« Anticiper, comprendre et entreprendre »

L'édito de Xavier Timbeau, directeur de l’Observatoire français des conjonctures économiques.

L’impératif climatique implique une transformation en profondeur de nos économies. Depuis peu on dispose de scénarios de sources diverses qui décrivent comment cette transformation pourrait avoir lieu. Les quatre scénarios de l’ADEME s’ajoutent à ceux construits par le GIEC, l’IEA, Négawatt, le Shift Project ou la Commission européenne. Ils divergent parfois dans leurs conclusions mais leurs ambitions sont comparables : proposer une trajectoire qui nous conduit à la décarbonation complète pour 2050 suffisamment détaillée et réaliste pour prendre la mesure de la transformation.

On peut tirer trois conclusions majeures de ces analyses. La première est que la transformation est non seulement géophysiquement possible et souhaitable (IPPC special report 1.5°C), mais elle est aussi macro-économiquement possible.
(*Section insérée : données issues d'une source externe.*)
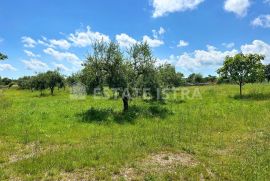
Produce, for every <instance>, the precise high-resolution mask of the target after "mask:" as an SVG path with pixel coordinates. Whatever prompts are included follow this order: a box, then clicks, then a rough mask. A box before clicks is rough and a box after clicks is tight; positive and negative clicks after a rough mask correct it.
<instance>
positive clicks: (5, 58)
mask: <svg viewBox="0 0 270 181" xmlns="http://www.w3.org/2000/svg"><path fill="white" fill-rule="evenodd" d="M7 58H8V57H7V55H5V54H2V53H1V52H0V60H5V59H7Z"/></svg>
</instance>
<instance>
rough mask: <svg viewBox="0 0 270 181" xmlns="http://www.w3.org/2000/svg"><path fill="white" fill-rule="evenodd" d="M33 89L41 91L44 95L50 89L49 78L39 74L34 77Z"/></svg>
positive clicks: (42, 93) (44, 74) (33, 82)
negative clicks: (49, 86) (49, 85)
mask: <svg viewBox="0 0 270 181" xmlns="http://www.w3.org/2000/svg"><path fill="white" fill-rule="evenodd" d="M33 88H34V89H36V90H39V91H40V95H43V91H44V90H45V89H47V88H48V84H47V77H46V74H45V73H39V74H38V75H36V76H34V77H33Z"/></svg>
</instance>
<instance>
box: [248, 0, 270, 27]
mask: <svg viewBox="0 0 270 181" xmlns="http://www.w3.org/2000/svg"><path fill="white" fill-rule="evenodd" d="M269 2H270V1H269ZM251 24H252V25H253V26H261V27H263V28H270V14H266V15H260V16H258V17H257V18H255V19H254V20H253V21H252V22H251Z"/></svg>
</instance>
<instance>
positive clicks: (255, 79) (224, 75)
mask: <svg viewBox="0 0 270 181" xmlns="http://www.w3.org/2000/svg"><path fill="white" fill-rule="evenodd" d="M263 59H264V56H261V55H257V54H248V55H244V54H242V53H240V54H237V55H235V56H234V57H230V56H228V57H226V59H225V61H224V64H223V67H221V68H220V69H218V71H217V72H218V73H219V74H220V76H221V77H224V78H225V79H229V80H230V81H233V82H235V83H237V84H238V85H239V86H240V96H242V86H243V85H245V84H246V83H254V82H257V81H262V80H263V79H264V66H263V64H262V63H261V60H263Z"/></svg>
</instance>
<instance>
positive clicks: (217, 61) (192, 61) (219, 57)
mask: <svg viewBox="0 0 270 181" xmlns="http://www.w3.org/2000/svg"><path fill="white" fill-rule="evenodd" d="M236 53H238V51H237V50H235V49H234V50H231V51H224V52H222V51H219V50H217V48H216V47H214V46H211V45H207V50H195V51H194V52H192V53H187V52H185V53H183V54H182V55H180V56H177V57H176V61H177V63H176V66H178V67H181V68H184V69H186V70H187V71H190V72H193V71H195V70H199V69H202V68H213V67H217V66H220V65H222V63H223V61H224V59H225V57H226V56H228V55H229V56H232V55H235V54H236Z"/></svg>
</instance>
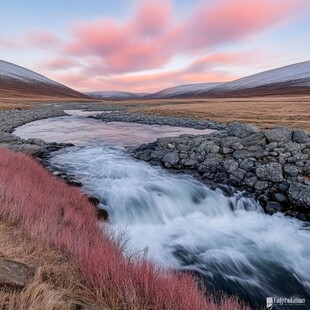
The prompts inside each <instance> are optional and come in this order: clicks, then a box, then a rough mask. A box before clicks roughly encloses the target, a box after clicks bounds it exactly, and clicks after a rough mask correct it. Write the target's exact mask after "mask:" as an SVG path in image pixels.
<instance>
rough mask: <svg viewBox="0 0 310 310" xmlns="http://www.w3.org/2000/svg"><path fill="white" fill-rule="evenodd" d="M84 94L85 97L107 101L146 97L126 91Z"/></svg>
mask: <svg viewBox="0 0 310 310" xmlns="http://www.w3.org/2000/svg"><path fill="white" fill-rule="evenodd" d="M85 94H86V95H87V96H90V97H93V98H96V99H109V100H124V99H138V98H142V97H144V96H145V95H146V94H135V93H130V92H126V91H94V92H87V93H85Z"/></svg>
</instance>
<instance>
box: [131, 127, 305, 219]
mask: <svg viewBox="0 0 310 310" xmlns="http://www.w3.org/2000/svg"><path fill="white" fill-rule="evenodd" d="M134 156H135V157H136V158H138V159H142V160H145V161H147V162H149V163H151V164H153V165H162V166H164V167H166V168H170V169H175V170H187V171H191V172H192V171H194V172H195V173H196V176H199V178H203V179H205V180H206V181H212V182H215V183H219V184H227V185H231V186H234V187H236V188H239V189H245V190H247V191H249V192H252V193H254V195H255V196H256V197H257V199H258V201H259V202H260V204H261V205H262V206H263V208H264V209H265V211H266V212H267V213H270V214H272V213H274V212H284V213H285V214H287V215H291V216H294V217H297V218H299V219H301V220H306V221H310V214H309V210H310V137H309V136H308V135H307V134H306V133H305V132H303V131H301V130H292V129H289V128H286V127H280V128H275V129H271V130H267V131H259V130H258V129H257V128H255V127H254V126H251V125H242V124H239V123H230V124H228V126H227V127H226V128H225V129H223V130H219V131H216V132H213V133H211V134H209V135H182V136H180V137H176V138H160V139H158V140H157V141H156V142H154V143H150V144H144V145H141V146H140V147H139V148H137V149H136V150H135V152H134Z"/></svg>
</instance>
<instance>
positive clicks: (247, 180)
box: [244, 176, 258, 188]
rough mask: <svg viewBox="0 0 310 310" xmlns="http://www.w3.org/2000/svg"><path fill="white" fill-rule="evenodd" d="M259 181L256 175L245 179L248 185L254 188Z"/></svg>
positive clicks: (251, 187) (246, 183)
mask: <svg viewBox="0 0 310 310" xmlns="http://www.w3.org/2000/svg"><path fill="white" fill-rule="evenodd" d="M257 181H258V178H257V177H256V176H252V177H248V178H247V177H246V178H245V179H244V184H245V185H246V186H247V187H250V188H253V187H254V185H255V184H256V182H257Z"/></svg>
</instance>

La seconde est que la transformation demande un effort d’investissement supplémentaire, elle peut coûter (produire sans carbone coûte plus cher) mais l’investissement supplémentaire peut en partie compenser le surcoût. La relocalisation de la production d’énergie améliore l’empreinte carbone des pays consommateurs en réduisant leur dépendance énergétique. La troisième est que le redéploiement des productions, des investissements ou des modes de consommation que nécessite la transformation sera un bouleversement. C’est à cela qu’il faut se préparer et l’analyse qui est présentée ici n’a pas d’autre intention.